# Automatic Exposure Bracketing ??



## mitsugirly (Feb 27, 2009)

I'm trying to read the manual to the Dynamic Photo HDR and it brought up the AEB on camera's (which I had thought this would be a much better idea if the camera could be set up to do this so that you didn't have to manually reset the camera after every shot and you would be able to avoid and camera shake during adjustments, but didn't really realize that it exsisted lol).

So, I pulled out my manual to my camera to see if my camera was equipped with this feature...yes, yes it is...yippee! :heart:

Now, my question...
I'm not fully understanding the setting it shows. When I put the AEB on  (BRK-C) there are 2 choices, 0.7ev or 0.3ev. Which am I looking for to use with an HDR picture? I tried doing a test shot on both settings hoping to try to answer my own question and still don't fully understand if it's giving me the -2 0 +2 settings.

One setting gave me: 4" 6" 8"
The other setting gave me: 20" 13" 8"
When I tried to compare it by manually setting it at the -2 0 +2 I ended up with a setting of: 4" 15" 30" which seems to be a really big difference than the other settings.
Does this mean that I can't use my AEB for the HDR and will have to manually set it?

I hope this all makes sense...I'm new to this and really don't know all the camera "terminology" yet.


----------



## Big Mike (Feb 28, 2009)

Just test it out and see what you get.  Digital photos are free, so take as many as you like.

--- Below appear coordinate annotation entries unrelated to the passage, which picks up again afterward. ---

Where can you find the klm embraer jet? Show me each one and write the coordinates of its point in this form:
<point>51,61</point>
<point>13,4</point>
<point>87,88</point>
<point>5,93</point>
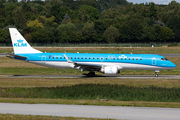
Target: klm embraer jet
<point>110,64</point>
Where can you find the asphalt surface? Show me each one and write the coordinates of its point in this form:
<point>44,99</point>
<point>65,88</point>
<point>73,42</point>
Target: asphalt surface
<point>115,112</point>
<point>165,55</point>
<point>97,76</point>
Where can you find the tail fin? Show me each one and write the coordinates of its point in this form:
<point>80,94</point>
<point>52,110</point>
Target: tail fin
<point>20,45</point>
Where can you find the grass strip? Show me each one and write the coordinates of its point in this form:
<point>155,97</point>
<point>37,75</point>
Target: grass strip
<point>91,102</point>
<point>141,50</point>
<point>96,91</point>
<point>15,67</point>
<point>41,117</point>
<point>61,82</point>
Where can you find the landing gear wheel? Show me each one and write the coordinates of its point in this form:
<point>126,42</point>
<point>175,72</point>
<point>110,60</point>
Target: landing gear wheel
<point>156,75</point>
<point>91,74</point>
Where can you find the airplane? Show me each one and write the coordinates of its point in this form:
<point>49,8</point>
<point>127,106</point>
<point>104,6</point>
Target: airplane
<point>110,64</point>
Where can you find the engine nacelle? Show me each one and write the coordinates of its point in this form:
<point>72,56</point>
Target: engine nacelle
<point>110,70</point>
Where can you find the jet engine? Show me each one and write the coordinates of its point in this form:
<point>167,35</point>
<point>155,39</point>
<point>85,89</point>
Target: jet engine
<point>110,70</point>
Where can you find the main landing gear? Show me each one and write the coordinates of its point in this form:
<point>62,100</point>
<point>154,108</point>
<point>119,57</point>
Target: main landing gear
<point>91,74</point>
<point>156,73</point>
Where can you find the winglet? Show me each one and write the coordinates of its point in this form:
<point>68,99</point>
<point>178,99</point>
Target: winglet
<point>69,61</point>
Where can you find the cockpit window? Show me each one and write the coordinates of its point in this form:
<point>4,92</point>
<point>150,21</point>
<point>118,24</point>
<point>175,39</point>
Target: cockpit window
<point>163,59</point>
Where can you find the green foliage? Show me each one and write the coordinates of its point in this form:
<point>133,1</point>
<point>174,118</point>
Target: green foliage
<point>131,30</point>
<point>89,32</point>
<point>96,91</point>
<point>173,44</point>
<point>91,18</point>
<point>111,34</point>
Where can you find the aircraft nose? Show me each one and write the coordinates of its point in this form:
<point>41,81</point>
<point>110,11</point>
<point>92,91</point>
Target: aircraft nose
<point>173,65</point>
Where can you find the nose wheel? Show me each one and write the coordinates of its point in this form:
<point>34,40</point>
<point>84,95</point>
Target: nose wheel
<point>156,73</point>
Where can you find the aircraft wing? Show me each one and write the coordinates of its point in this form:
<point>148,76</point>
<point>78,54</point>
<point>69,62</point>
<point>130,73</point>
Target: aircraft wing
<point>84,65</point>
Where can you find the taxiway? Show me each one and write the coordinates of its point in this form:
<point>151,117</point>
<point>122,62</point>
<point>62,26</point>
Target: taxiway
<point>114,112</point>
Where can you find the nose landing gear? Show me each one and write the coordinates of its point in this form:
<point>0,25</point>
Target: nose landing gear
<point>91,74</point>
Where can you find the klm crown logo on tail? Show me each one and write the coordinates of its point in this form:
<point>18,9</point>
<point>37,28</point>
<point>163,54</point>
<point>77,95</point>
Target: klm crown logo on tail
<point>20,43</point>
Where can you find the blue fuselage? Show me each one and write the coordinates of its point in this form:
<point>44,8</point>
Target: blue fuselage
<point>122,61</point>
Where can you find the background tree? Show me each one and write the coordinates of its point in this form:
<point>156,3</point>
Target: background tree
<point>111,34</point>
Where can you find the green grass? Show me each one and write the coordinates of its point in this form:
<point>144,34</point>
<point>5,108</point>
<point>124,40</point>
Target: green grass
<point>96,91</point>
<point>41,117</point>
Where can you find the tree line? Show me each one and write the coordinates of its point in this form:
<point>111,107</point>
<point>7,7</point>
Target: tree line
<point>90,21</point>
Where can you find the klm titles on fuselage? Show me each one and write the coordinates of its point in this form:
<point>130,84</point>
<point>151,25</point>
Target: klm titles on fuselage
<point>20,43</point>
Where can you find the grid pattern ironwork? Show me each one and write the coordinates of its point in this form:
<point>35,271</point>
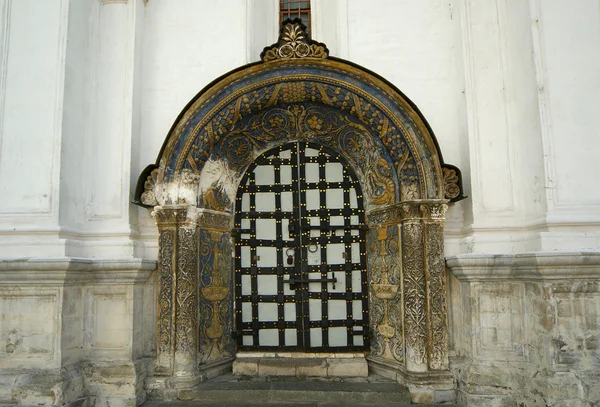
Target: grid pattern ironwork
<point>290,9</point>
<point>300,281</point>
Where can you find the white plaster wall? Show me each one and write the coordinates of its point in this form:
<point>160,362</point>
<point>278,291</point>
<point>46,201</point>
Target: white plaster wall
<point>31,89</point>
<point>567,55</point>
<point>416,46</point>
<point>187,44</point>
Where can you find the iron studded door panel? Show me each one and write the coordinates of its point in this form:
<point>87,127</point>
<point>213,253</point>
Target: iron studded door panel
<point>300,278</point>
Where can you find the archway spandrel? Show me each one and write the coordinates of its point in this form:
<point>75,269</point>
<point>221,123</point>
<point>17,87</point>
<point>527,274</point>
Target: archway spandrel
<point>331,105</point>
<point>396,126</point>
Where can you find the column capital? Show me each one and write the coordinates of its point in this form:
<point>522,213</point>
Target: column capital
<point>421,209</point>
<point>181,215</point>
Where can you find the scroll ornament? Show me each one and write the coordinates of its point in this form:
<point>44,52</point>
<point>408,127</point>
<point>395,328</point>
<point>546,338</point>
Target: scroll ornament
<point>294,43</point>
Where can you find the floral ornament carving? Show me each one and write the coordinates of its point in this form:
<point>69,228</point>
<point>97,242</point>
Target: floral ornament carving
<point>351,138</point>
<point>294,43</point>
<point>438,359</point>
<point>216,198</point>
<point>165,300</point>
<point>451,183</point>
<point>415,313</point>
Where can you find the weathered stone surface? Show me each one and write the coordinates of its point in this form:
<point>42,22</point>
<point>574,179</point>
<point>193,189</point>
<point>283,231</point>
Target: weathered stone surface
<point>348,367</point>
<point>277,367</point>
<point>422,396</point>
<point>525,331</point>
<point>246,366</point>
<point>311,367</point>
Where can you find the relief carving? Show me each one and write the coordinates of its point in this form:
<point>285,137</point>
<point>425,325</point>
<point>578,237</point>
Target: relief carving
<point>294,43</point>
<point>215,302</point>
<point>165,300</point>
<point>385,301</point>
<point>415,313</point>
<point>187,292</point>
<point>437,297</point>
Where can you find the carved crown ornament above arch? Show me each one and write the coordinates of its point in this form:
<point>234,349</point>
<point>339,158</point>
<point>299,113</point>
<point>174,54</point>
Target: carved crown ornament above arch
<point>298,92</point>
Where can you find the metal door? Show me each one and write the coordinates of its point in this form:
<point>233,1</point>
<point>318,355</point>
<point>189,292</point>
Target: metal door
<point>300,267</point>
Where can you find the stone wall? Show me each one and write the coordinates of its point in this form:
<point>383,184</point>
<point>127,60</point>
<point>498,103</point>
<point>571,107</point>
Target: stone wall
<point>76,330</point>
<point>525,329</point>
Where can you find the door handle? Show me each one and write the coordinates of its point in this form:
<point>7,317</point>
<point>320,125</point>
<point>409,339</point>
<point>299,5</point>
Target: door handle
<point>294,282</point>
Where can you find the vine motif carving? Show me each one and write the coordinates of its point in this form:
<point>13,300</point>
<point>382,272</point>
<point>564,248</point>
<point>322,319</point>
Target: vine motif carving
<point>165,296</point>
<point>451,183</point>
<point>294,43</point>
<point>385,301</point>
<point>215,220</point>
<point>414,293</point>
<point>437,297</point>
<point>215,300</point>
<point>306,110</point>
<point>187,292</point>
<point>313,123</point>
<point>390,215</point>
<point>170,216</point>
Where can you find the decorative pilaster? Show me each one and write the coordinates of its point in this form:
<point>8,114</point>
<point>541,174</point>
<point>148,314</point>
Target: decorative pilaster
<point>215,264</point>
<point>424,280</point>
<point>414,289</point>
<point>435,275</point>
<point>177,340</point>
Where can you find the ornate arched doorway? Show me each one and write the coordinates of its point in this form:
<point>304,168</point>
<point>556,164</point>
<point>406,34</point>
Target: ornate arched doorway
<point>300,253</point>
<point>297,93</point>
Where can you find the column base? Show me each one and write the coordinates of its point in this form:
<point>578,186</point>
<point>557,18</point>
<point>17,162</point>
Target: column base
<point>425,388</point>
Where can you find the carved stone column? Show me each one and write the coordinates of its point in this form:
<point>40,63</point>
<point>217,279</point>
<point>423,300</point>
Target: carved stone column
<point>216,347</point>
<point>414,287</point>
<point>424,286</point>
<point>177,338</point>
<point>435,277</point>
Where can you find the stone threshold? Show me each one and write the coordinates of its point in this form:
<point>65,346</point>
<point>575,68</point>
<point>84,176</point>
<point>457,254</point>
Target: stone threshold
<point>297,366</point>
<point>229,390</point>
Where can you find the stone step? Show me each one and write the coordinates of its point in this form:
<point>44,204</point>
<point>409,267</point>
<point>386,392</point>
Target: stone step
<point>301,367</point>
<point>233,390</point>
<point>280,404</point>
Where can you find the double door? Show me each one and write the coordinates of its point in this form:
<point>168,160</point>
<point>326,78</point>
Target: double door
<point>300,266</point>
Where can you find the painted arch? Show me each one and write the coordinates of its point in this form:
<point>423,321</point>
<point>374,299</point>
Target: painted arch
<point>298,92</point>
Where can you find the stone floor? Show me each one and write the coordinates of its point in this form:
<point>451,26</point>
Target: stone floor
<point>238,391</point>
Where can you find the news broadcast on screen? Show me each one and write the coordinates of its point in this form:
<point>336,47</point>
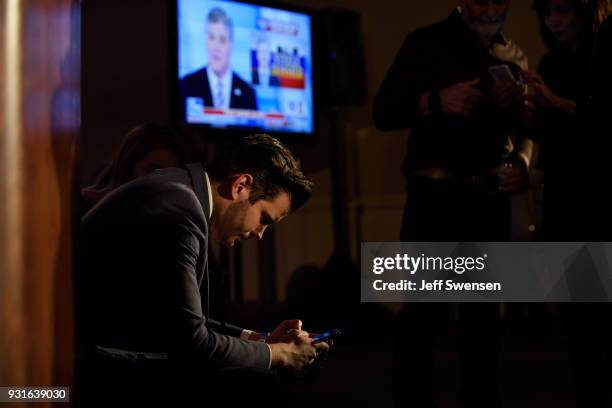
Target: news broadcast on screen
<point>243,65</point>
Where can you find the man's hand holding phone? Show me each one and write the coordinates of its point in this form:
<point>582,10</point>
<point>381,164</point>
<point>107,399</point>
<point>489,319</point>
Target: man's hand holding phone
<point>295,350</point>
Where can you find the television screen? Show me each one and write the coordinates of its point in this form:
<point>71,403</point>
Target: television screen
<point>245,66</point>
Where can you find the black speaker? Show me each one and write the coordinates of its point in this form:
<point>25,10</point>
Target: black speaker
<point>343,78</point>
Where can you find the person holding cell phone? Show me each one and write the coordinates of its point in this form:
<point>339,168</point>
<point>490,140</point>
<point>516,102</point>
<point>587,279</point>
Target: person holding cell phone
<point>572,126</point>
<point>460,120</point>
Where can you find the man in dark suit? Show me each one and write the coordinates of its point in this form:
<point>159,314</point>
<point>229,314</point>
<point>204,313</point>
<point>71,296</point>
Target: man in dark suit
<point>143,266</point>
<point>217,84</point>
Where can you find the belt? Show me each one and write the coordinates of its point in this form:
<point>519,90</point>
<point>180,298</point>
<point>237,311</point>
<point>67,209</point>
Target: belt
<point>485,183</point>
<point>129,355</point>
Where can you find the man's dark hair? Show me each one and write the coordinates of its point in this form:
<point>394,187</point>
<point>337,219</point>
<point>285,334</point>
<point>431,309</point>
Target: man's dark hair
<point>217,15</point>
<point>273,167</point>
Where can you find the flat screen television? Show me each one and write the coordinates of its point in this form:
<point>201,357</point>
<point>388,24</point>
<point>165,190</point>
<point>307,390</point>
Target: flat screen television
<point>243,66</point>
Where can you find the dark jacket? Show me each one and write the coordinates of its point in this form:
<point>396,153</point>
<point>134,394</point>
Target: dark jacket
<point>143,258</point>
<point>196,85</point>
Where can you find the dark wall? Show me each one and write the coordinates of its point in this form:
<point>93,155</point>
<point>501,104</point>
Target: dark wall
<point>125,74</point>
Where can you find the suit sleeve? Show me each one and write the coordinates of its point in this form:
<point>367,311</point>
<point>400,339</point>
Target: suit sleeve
<point>192,340</point>
<point>396,105</point>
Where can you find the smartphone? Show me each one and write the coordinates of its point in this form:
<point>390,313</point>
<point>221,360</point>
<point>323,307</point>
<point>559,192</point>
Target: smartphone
<point>501,72</point>
<point>326,335</point>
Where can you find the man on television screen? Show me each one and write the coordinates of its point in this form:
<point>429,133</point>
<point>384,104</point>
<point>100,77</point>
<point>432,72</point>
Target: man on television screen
<point>216,84</point>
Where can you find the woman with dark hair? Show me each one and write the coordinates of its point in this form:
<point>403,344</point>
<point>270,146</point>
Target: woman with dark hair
<point>145,148</point>
<point>574,159</point>
<point>561,91</point>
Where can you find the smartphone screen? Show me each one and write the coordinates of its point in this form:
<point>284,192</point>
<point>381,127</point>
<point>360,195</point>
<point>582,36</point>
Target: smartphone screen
<point>326,335</point>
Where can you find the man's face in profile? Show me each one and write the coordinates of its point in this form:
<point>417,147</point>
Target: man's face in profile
<point>244,220</point>
<point>219,44</point>
<point>485,17</point>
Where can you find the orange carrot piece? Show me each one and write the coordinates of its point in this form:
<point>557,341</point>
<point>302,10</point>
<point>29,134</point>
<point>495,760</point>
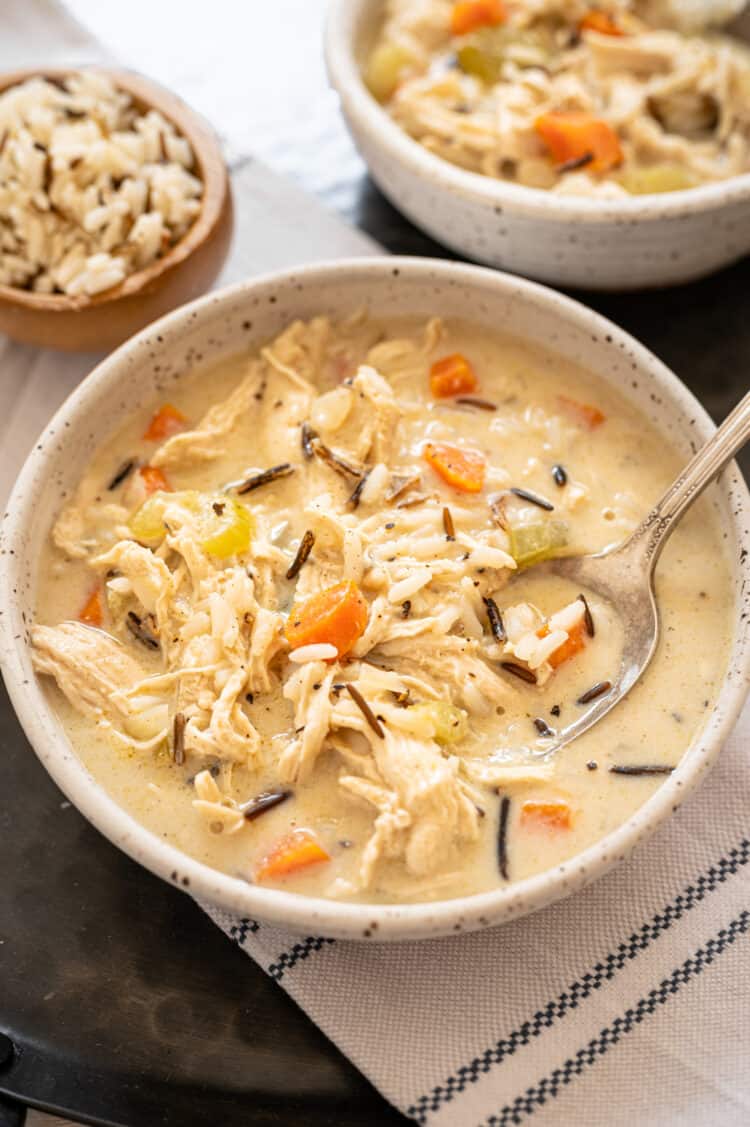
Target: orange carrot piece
<point>591,416</point>
<point>462,469</point>
<point>298,850</point>
<point>452,375</point>
<point>336,615</point>
<point>573,645</point>
<point>553,815</point>
<point>166,422</point>
<point>598,20</point>
<point>574,135</point>
<point>93,611</point>
<point>153,480</point>
<point>468,15</point>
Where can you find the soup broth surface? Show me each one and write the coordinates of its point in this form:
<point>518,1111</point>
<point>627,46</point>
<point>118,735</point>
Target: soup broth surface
<point>187,584</point>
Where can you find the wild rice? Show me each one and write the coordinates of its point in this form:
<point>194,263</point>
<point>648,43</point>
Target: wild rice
<point>263,802</point>
<point>364,709</point>
<point>588,617</point>
<point>265,478</point>
<point>123,472</point>
<point>495,620</point>
<point>91,188</point>
<point>591,694</point>
<point>534,499</point>
<point>483,405</point>
<point>645,770</point>
<point>502,836</point>
<point>302,552</point>
<point>178,738</point>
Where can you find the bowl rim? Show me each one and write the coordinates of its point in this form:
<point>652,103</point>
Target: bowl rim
<point>314,914</point>
<point>211,170</point>
<point>345,77</point>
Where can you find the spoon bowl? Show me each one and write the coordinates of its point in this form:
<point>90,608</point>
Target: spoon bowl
<point>624,575</point>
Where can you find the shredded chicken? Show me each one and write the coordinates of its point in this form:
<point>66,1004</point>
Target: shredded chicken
<point>193,654</point>
<point>678,97</point>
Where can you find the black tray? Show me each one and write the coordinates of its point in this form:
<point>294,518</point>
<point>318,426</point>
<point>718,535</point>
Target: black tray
<point>124,1004</point>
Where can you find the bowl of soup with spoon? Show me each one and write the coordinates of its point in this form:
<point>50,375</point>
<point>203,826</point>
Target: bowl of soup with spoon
<point>274,622</point>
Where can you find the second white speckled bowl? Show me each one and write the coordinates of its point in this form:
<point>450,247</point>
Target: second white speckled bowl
<point>632,243</point>
<point>246,316</point>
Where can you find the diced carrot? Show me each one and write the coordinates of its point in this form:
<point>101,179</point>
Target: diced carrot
<point>598,20</point>
<point>336,615</point>
<point>573,645</point>
<point>553,815</point>
<point>462,469</point>
<point>166,422</point>
<point>298,850</point>
<point>153,480</point>
<point>93,612</point>
<point>591,416</point>
<point>468,15</point>
<point>575,135</point>
<point>452,375</point>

The idea is that you want shots that expose for the shadows and shots that expose for the highlights.  It doesn't matter if you use AEB or just adjust the EC between shots or put the camera in manual and adjust the settings yourself.


----------



## dxqcanada (Mar 1, 2009)

Correct. The Sony cannot do +/-2.0 stops in it's Auto Bracketing mode.

+/- 2/3 (0.7) stops
+/- 1/3 (0.3) stops

You will have to this manually.


----------